Nettlingen - Während andere Kinder am Samstag auf dem Weihnachtsmarkt den Duft von Tannengrün schnuppern und Schmalzkuchen futtern, riecht es in Nettlingen noch so gar nicht nach Weihnachten. Dort haben die Kinder der St. Marien-Kirchengemeinde bis zum Heiligen Abend nämlich noch ein hartes Stück Arbeit vor sich. Die Hauptprobe für das jährliche Krippenspiel steht an.
Das ist schon lange ein fester Bestandteil der Weihnachtsfeierlichkeiten in Nettlingen. Die klassische Weihnachtsgeschichte, die man sonst von einem Krippenspiel kennt, wurde im Laufe der Jahre immer wieder erweitert. Mal kamen Caspar, Melchior und Balthasar mit Skateboards angereist, oder es gab es einen rappenden Esel, der niemanden in seinen Stall lassen wollte. In diesem Jahr rudern die Heiligen Drei Könige in einem Boot über das Meer und singen ihre eigene Version des Achim Reichel-Songs „Aloha Heja He“. Musikalisch werden sie durch ein Trio unter der Leitung von Jan Henri Gehrs am Keyboard begleitet. Der 26-Jährige ist auch der Chef des fünfköpfigen Organisationsteams. Dazu kommen noch die Technik-Crew und Betreuer für die Kinder.
Es geht nicht um Perfektion
Insgesamt 23 Darsteller im Alter bis zu dreizehn Jahren wuseln durch die Kirche und warten auf ihren Einsatz. Der Jüngste, Bjarne Hosseiniah, als einer der Drei Könige, nämlich der Melchior, ist gerade mal fünf Jahre alt.

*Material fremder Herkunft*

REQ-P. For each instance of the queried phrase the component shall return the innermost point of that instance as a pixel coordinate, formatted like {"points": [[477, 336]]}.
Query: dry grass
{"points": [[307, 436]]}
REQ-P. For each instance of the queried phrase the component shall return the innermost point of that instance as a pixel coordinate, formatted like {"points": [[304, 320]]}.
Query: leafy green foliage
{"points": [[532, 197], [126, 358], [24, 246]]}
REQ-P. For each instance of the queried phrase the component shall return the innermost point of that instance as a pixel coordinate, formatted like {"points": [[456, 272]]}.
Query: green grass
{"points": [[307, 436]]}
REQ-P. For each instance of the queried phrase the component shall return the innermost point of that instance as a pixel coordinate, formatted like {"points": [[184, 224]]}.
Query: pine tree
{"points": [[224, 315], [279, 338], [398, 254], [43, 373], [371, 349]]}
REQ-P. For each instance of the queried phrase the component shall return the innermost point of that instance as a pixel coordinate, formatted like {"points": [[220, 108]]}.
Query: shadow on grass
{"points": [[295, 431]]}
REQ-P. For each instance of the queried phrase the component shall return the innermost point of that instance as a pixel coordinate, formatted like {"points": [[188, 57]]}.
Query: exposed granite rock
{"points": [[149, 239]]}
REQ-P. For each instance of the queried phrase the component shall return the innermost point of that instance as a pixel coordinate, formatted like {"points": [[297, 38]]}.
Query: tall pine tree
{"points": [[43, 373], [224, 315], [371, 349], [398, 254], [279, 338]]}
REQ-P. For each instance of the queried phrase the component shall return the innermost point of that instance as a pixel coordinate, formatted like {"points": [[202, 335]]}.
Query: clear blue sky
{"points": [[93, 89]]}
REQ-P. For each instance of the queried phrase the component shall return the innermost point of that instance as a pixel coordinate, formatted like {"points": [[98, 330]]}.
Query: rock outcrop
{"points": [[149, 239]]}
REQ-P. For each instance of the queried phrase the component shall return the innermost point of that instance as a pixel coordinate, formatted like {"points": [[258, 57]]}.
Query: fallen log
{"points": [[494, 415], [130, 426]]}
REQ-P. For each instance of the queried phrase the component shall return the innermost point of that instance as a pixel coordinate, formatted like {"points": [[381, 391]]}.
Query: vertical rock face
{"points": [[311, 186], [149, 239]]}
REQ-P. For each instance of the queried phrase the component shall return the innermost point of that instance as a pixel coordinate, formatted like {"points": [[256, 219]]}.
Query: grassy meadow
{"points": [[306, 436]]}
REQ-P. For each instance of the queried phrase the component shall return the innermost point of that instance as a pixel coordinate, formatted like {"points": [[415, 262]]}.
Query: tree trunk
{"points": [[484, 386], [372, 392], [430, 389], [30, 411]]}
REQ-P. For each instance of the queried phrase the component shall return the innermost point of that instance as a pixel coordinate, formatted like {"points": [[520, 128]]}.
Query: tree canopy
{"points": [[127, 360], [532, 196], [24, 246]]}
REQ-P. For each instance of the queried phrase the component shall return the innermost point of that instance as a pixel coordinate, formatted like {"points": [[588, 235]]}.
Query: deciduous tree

„Nee, so geht das nicht, ihr müsst von der Seite auf die Bühne kommen“, korrigiert Gehrs den Aufmarsch der Engel. Allerdings steht für ihn die Perfektion nicht an erste Stelle. „Ob der Chor jetzt völlig fehlerfrei singt, oder alles in höchster Vollendung klappt, ist gar nicht wichtig“, sagt er, während er den Caspar, dargestellt von der neunjährigen Paula Hampe, nochmal mit einem sogenannten Headset verkabelt. Das ist eine Kombination aus Kopfhörer und Mikrofon, die ein zweiseitiges Kommunizieren – Hören und Sprechen – ermöglicht.
Termine an Heiligabend
Überhaupt spielt die Technik eine große Rolle bei der Aufführung. Da müssen Bühne, Lautsprecher, Stative und eine komplette Ton- und Lichtanlage organisiert werden.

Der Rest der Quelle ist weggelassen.